Ärztliches Beschäftigungsverbot
Fraglich bleibt weiterhin, ob das MuSchG auch nach Ablauf der gestaffelten Schutzfristen von zwei, sechs beziehungsweise acht Wochen einen Schutz vor gegebenenfalls noch weiterhin bestehenden Beeinträchtigungen bereithält. Sofern nach Ablauf der in § 3 Abs. 5 S. 1 MuSchG normierten Fristen weiterhin eine Beeinträchtigung besteht, so kommt eventuell eine erkrankungsbedingte Arbeitsunfähigkeit im Sinne von § 3 Entgeltfortzahlungsgesetz (EntgFG) in Betracht. Eine mögliche Krankschreibung wird aber gegebenenfalls der konkreten psychischen und körperlichen Belastungssituation nicht gerecht.

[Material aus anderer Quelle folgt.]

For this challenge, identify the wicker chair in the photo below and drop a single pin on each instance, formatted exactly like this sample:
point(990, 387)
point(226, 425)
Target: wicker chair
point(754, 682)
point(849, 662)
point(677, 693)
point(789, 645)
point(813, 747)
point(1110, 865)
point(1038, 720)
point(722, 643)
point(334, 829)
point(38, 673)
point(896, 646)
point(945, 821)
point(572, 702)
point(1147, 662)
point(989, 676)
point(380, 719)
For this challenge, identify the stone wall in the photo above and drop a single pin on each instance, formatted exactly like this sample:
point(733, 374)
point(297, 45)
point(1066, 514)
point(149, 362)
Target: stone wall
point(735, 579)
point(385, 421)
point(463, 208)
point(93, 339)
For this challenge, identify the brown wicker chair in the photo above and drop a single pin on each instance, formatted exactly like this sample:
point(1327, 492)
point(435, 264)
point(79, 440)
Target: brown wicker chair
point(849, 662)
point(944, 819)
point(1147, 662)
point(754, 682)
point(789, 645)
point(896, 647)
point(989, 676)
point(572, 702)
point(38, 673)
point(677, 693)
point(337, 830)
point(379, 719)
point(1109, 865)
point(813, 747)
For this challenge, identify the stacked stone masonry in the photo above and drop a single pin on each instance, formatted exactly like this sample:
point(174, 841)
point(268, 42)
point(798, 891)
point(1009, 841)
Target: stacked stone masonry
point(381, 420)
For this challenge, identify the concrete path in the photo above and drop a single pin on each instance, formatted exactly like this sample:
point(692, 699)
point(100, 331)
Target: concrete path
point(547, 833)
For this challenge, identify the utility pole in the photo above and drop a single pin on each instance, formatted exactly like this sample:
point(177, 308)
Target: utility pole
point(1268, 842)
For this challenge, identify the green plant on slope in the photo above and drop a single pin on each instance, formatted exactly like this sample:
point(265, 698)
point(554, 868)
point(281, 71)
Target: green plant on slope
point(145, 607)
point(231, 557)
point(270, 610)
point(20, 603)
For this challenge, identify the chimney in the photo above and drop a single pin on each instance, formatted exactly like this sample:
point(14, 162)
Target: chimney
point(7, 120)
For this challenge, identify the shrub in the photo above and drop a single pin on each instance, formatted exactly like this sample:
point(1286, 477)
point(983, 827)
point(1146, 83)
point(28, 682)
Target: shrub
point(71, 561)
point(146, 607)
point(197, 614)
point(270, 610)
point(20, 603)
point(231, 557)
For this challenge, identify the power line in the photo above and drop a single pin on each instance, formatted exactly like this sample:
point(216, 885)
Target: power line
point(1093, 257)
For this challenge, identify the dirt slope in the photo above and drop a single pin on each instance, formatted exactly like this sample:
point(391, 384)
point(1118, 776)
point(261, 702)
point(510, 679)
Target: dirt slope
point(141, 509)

Durch die in § 2 Abs. 6 S. 2 MuSchG erfolgte grundsätzliche Gleichstellung (hierzu siehe oben) von Entbindung und Fehlgeburt findet hier allerdings auch § 16 Abs. 2 MuSchG Anwendung. Somit darf der Arbeitgeber eine Frau, die nach ärztlichem Zeugnis in den ersten Monaten nach einer Fehlgeburt nicht voll arbeitsfähig ist, nicht mit Arbeiten beschäftigen, die ihre Leistungsfähigkeit übersteigen (§ 16 Abs. 2 in Verbindung mit § 2 Abs. 6 S. 2 MuSchG). In einem entsprechenden ärztlichen Zeugnis kann folglich eine Ärztin oder ein Arzt festhalten, dass für bestimmte Tätigkeiten keine volle Leistungsfähigkeit gegeben ist. Dies bewirkt dann ein vom Arbeitgeber einzuhaltendes Beschäftigungsverbot (vgl. § 2 Abs. 3 MuSchG). Für die Zeiten dieses Beschäftigungsverbots hat die betroffene Frau Anspruch auf einen Mutterschutzlohn nach § 18 MuSchG. Dies gilt allerdings aufgrund von § 2 Abs. 6 S. 1 MuSchG nur, sofern die dem Beschäftigungsverbot zugrunde liegende Fehlgeburt ab der 13. Schwangerschaftswoche erfolgte.
Fazit
Das Mutterschutzgesetz stellt weiterhin einen wichtigen Baustein im Arbeitsschutzgeschehen dar und muss daher von den Akteuren des Arbeitsschutzes stets aufmerksam beobachtet werden. Während die Regelungen zur anlasslosen Gefährdungsbeurteilung einer kritischen Beobachtung bedürfen, ist zu begrüßen, dass der Gesetzgeber sich weiterhin zumindest der Problematik der Fehlgeburten angenommen hat. Arbeitgeber bleiben allerdings weiterhin aufgerufen, auch mutterschutzbezogen die geeigneten Arbeitsumgebungen zu schaffen, wobei Betriebsärztinnen und Betriebsärzte weiterhin verlässliche Beratende bleiben.
Interessenkonflikt: Der Autor gibt an, dass kein Interessenkonflikt vorliegt.